Sabía que no era el novio perfecto, pero lo que no sabía es que mi novia fuera una viuda negra con fantasías psicópatas. Me hubiera excitado ese peligro, ese amor fúnebre de cariño y guerra, pero la quería demasiado y me sentía decepcionado. No era el hecho de morir, de ser asesinado…, sino recibir la puñalada de las mismas manos que me acariciaban por las noches el pelo hasta que me dormía. Entonces supe que, tal vez, mientras yo me dormía más enamorado de lo que había estado la noche anterior, ella tramaba cómo quitarme la vida.

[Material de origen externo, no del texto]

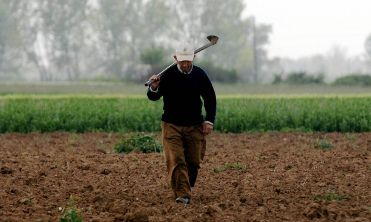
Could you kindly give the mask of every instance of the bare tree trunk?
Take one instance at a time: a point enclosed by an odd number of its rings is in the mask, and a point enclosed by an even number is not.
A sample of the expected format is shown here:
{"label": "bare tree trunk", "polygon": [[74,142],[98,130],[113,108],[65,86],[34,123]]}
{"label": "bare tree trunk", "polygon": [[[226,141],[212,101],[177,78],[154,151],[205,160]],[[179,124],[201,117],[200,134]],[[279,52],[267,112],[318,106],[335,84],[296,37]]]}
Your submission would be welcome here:
{"label": "bare tree trunk", "polygon": [[254,74],[253,77],[254,82],[255,83],[258,81],[257,71],[257,50],[256,49],[256,29],[255,27],[255,17],[253,17],[253,49],[254,50]]}

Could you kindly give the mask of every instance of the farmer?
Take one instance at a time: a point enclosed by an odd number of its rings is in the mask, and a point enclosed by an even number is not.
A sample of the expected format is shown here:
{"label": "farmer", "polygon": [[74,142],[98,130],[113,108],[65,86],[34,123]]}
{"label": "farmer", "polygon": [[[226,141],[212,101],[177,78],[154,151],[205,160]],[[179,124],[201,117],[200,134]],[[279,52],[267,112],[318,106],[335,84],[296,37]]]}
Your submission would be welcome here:
{"label": "farmer", "polygon": [[[205,71],[193,64],[196,55],[187,42],[178,46],[170,68],[149,87],[151,100],[164,97],[161,118],[164,155],[171,188],[178,203],[190,204],[191,188],[194,186],[200,164],[206,150],[206,136],[213,130],[216,113],[216,98]],[[202,101],[206,116],[202,115]]]}

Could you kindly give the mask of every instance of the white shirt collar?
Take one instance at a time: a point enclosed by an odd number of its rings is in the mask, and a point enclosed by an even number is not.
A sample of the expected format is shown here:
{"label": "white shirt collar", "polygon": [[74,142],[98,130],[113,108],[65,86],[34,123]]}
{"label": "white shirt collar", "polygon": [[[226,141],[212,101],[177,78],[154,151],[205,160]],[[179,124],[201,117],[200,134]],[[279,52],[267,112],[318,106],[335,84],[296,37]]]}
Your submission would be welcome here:
{"label": "white shirt collar", "polygon": [[193,69],[193,63],[192,63],[192,65],[191,65],[191,69],[190,69],[189,70],[189,71],[187,73],[186,73],[184,72],[184,71],[183,71],[183,70],[182,70],[180,68],[180,66],[179,65],[179,64],[177,64],[177,66],[178,67],[178,70],[179,70],[180,72],[182,73],[183,73],[183,74],[189,74],[190,73],[191,73],[191,72],[192,71],[192,70]]}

La vieja tiró los dados antes de que yo pudiera llegar a decir algo, ordenó las letras a una velocidad espantosa, sin saber si era algún truco de prestidigitación, pero en dos segundos salía una oración: “Moriéis hoy”. Explicó la vieja que a veces no había suficientes letras. Me importaba una mierda la gramática.
Mi novia dijo “¿Moriréis? ¿Los dos?”. La vieja volvió a tirar los dados, rodaban sonando como si una columna chasqueara todas sus vertebras en un segundo, una tras otra. “Él tambin te matra”.
—Él también te matará –tradujo la bruja.
—Joder, somos de la generación de los SMS acortados, no hace falta que traduzca. ¡No voy a matar a mi novia!
Volvió a tirar los dados, se me helaba la sangre, el corazón me iba a salir por la boca en forma de vómito. “Te defndrás”.
Mi novia lloraba, la bruja reía y yo sí que me veía matando a esa puta vieja. Quiso huir al leerme la mente, pero le di malamente con una silla en la espalda mientras mi novia gritaba e intentaba evitarlo. La bruja se dio la vuelta, me clavó un cuchillo cuando estaba dispuesto a abrirle la cabeza a sillazos, pero a la inercia no hay nada que la detenga y mi silla hundió su cráneo. Noté la sangre saliendo a borbotones por mi vientre, me giré para ver por última vez a mi novia, la que ya no me mataría, de la que ya nunca tendría que defenderme.
La bruja yacía de pie, con sus mares enfurecidos mirándome, una sonrisa malévola, señalando el cuerpo que estaba a mi lado: mi novia… Y ya sólo hubo oscuridad y sonido de dados tras cada palabra que pienso.